1 Minute Chart Time frame for Transacting
Day Trading
Day trading is the most liked trading method among all other trading methods, maybe scalpers may disagree but intraday trading is the most popular/liked. In day trading the stock indices traders will open trades with modest amount of lots & they aim to take profits from the intra-day trends which may move an average of 40 to 70 points. The day traders will open about 2 or 3 or 5 lots per trade & will set take profit targets of about 30 points up to 50 points. Day traders will aim for this number of pips every day and will only open 1 or 2 or 3 trades per day and not more. Day traders will also close all their trades at the end of the day even if their profit targets have not been reached; they close all their trade positions & wait to open others the following day. This is why this group of traders are called day traders - they only trade during the day and close all their trades at the end of the day.
Day traders rely on short-term charts like 15-minute or 1-hour ones. They pick based on their trading time and which chart gives the clearest signals for their system. To start day trading, practice with both time frames. Then choose what suits you best. Faster traders often use the 15-minute chart. Slower ones stick to the 1-hour frame.

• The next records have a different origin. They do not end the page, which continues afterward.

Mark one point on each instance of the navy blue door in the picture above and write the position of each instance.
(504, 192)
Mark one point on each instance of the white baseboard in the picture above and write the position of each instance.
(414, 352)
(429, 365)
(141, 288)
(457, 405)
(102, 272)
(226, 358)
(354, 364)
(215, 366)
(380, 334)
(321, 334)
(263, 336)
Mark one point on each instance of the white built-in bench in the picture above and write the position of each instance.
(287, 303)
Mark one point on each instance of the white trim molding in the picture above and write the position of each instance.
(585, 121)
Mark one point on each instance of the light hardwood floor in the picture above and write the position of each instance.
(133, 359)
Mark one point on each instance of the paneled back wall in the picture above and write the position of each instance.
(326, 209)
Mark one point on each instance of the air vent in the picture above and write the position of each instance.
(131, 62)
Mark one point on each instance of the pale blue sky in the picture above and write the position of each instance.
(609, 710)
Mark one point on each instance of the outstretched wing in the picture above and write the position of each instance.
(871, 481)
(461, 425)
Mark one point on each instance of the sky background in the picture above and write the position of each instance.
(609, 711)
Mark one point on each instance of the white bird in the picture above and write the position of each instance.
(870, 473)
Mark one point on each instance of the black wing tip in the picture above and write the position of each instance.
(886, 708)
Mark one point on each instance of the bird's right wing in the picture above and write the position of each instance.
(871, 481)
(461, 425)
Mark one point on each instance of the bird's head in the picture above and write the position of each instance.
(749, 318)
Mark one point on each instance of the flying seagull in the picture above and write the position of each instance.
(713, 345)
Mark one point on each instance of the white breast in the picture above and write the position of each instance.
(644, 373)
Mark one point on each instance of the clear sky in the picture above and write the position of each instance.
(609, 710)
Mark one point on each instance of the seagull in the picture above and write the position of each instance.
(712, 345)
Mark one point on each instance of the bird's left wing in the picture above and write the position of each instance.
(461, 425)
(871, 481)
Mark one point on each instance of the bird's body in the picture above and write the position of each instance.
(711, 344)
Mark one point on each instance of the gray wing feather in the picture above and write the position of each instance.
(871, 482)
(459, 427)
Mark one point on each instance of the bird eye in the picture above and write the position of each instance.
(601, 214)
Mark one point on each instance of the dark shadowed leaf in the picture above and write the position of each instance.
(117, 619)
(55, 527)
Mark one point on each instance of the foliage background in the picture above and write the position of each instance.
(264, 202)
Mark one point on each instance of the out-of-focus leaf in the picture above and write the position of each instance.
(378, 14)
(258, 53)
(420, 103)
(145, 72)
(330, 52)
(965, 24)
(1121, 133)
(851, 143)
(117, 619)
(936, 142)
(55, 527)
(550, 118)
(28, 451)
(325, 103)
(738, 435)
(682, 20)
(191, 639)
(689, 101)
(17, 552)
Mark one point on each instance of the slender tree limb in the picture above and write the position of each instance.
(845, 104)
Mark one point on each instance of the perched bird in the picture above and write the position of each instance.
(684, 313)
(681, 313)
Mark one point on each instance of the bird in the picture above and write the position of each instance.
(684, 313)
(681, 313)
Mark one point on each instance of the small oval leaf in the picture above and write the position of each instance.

15 Minute Trading Chart Time frame - Intraday Trading

1H Chart Time Frame - Intraday Trading
Swing Trade
A swing method means opening trades and keeping them open for a few days to let them gain more power and profit. Swing traders keep their trades open overnight, and if you're new and don't know what you're doing, it's best to leave this to the experts because keeping trades open overnight is risky because the market could go the other way. Swing traders look at the 4-hour charts to understand the market's general direction and open trades that follow this direction. These trades will stay open for 3 to 5 days. Swing traders will open trades with 1, 2, or 3 lots, and their trades will stay open for several days. Day traders will only open 1, 2, or 3 trades each week and will mostly watch their open trades instead of placing new ones.
This specific approach readies the Stock Index trader for substantial price fluctuations, hence the classification as swing trading.

4 Hour Chart Time frame - Swing Trading
Position Trading
Position trading ranks last in popularity among trade methods. It feels more like investing than active trading. Users scan daily and weekly charts for lasting trends. They start positions and hold for months or years. The goal is to capture the trend's full strength. Yet wide swings pose risks. Markets can rebound and wipe out earnings. This explains its low use. Just a few traders follow it.
Where to Find Chart Time Frames on the Trade Software
To pick the timeframe for your chart, go to the "Charts" menu near file and view, and choose the "Periodicity" option, like what's shown here.

A stock index trader can use the periodicity menu above to adjust the trading chart's time frame to any time frame they want to use. The currently selected time frame is always highlighted: for example, the chart above is the 4H chart, and on the periodicity menu, the H4 next to the 4 hour chart is highlighted.